I called that back in June. Freaking June? Okay, I know I keep harping on this, but this show is on way too long. If you desperately want to show 20 episodes of this thing, next time start it the second week of July and let it go four nights a week for five weeks. Momentum is key, and by last night, the drama was long over and my heart just wasn't it. The only time I felt anything at all was when I was irritated by the judges discussing each course. It was extremely annoying to me that Gordon and Graham were talking about Josh's undercooked lobster as though professional presentation and ambition were somehow substitutes for having food that was cooked all the way. Seriously? Jeez, guys, have you ever heard that phrase about polishing a turd? Yeah, because if I'm going to buy a cookbook, the first thing I worry about is whether the food is presented well and ambitious. Actual taste is a tertiary concern at best. Flavor? Bah, don't be so pedantic!

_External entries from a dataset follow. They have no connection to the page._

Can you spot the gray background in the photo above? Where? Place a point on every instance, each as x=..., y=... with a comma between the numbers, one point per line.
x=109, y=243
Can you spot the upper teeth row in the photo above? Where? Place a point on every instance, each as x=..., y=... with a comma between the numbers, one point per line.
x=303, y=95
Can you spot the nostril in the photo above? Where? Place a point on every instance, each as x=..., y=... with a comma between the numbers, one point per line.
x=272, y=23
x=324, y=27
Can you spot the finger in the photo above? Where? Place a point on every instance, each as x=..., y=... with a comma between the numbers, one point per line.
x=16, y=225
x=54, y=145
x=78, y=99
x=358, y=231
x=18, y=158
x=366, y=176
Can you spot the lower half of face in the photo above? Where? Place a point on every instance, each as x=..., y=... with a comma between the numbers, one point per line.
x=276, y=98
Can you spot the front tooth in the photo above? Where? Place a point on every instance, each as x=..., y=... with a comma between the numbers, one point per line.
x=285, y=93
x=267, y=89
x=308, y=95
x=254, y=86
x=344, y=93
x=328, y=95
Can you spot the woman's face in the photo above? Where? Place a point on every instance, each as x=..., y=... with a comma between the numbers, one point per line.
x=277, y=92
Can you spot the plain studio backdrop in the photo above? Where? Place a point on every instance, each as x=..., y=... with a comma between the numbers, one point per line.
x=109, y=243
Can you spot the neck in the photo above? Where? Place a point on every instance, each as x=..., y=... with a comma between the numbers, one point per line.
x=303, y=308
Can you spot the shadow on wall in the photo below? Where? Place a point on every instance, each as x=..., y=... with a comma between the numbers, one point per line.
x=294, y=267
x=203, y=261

Anyway, the winner seemed pretty predetermined, and good for Christine, even though I never totally warmed up to her. Joe's been obsessed with her blindness since day one, and last night I felt like he was stopping just short of asking her if she ever could sense when the lights were off and how she actually managed to handle herself in bathrooms. It was hard to get to know her as a person and as a talented chef when the show kept reinforcing that we weren't watching a person, we were watching a blind person who was a symbol of overcoming a handicap. I got so sick of MasterChef insisting on what Christine symbolized. I would've liked to have gotten to relate to her as a person with talent, not a blind person with talent which is amazing because she's also blind.
Anyway, I'll have forgotten all about this show in a couple of weeks, except for my pleasant memories of Monti Carlo, and then we'll just do it again next year and it'll go on far too long again.

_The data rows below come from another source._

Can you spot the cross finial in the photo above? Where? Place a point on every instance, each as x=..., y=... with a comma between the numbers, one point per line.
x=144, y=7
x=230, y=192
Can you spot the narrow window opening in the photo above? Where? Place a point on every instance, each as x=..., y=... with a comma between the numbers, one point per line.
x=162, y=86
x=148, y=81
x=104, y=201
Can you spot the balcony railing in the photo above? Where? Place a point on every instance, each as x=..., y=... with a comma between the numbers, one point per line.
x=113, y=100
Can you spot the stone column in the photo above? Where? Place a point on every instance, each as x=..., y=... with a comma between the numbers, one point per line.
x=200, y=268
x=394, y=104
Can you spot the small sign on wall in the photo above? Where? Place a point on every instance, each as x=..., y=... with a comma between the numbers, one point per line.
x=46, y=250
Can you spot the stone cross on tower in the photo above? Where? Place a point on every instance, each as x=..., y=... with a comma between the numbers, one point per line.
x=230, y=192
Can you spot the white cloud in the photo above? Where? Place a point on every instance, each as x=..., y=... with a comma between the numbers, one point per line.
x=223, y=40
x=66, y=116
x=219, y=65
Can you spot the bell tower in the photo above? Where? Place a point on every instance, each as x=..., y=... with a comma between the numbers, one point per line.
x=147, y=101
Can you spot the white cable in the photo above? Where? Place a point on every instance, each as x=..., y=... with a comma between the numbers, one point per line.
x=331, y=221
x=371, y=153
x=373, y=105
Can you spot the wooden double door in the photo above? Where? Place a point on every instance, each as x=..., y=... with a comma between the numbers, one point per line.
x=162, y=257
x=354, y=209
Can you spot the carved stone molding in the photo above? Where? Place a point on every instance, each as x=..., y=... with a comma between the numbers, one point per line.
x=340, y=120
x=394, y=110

:: I think the right person won Hell's Kitchen, I guess. I didn't really care about Christina winning so much as I just didn't want Justin to win because his whole "Fight for me because I deserve to win" attitude was very grating. And hey, we got to see Royce in action again. Royce never seems to know where he is or what's going on; he's like a seagull with a head injury, wandering around in a daze and making the occasional squawky noise. Rehab, dude.
Only observation that mattered for me last night: Christina's partner is extremely hot.
Until next year, I guess.
If that all seemed like afterthoughts, well, so did both finales. Seriously, it's almost Halloween, who gives a shit anymore? You've worn out your welcomes.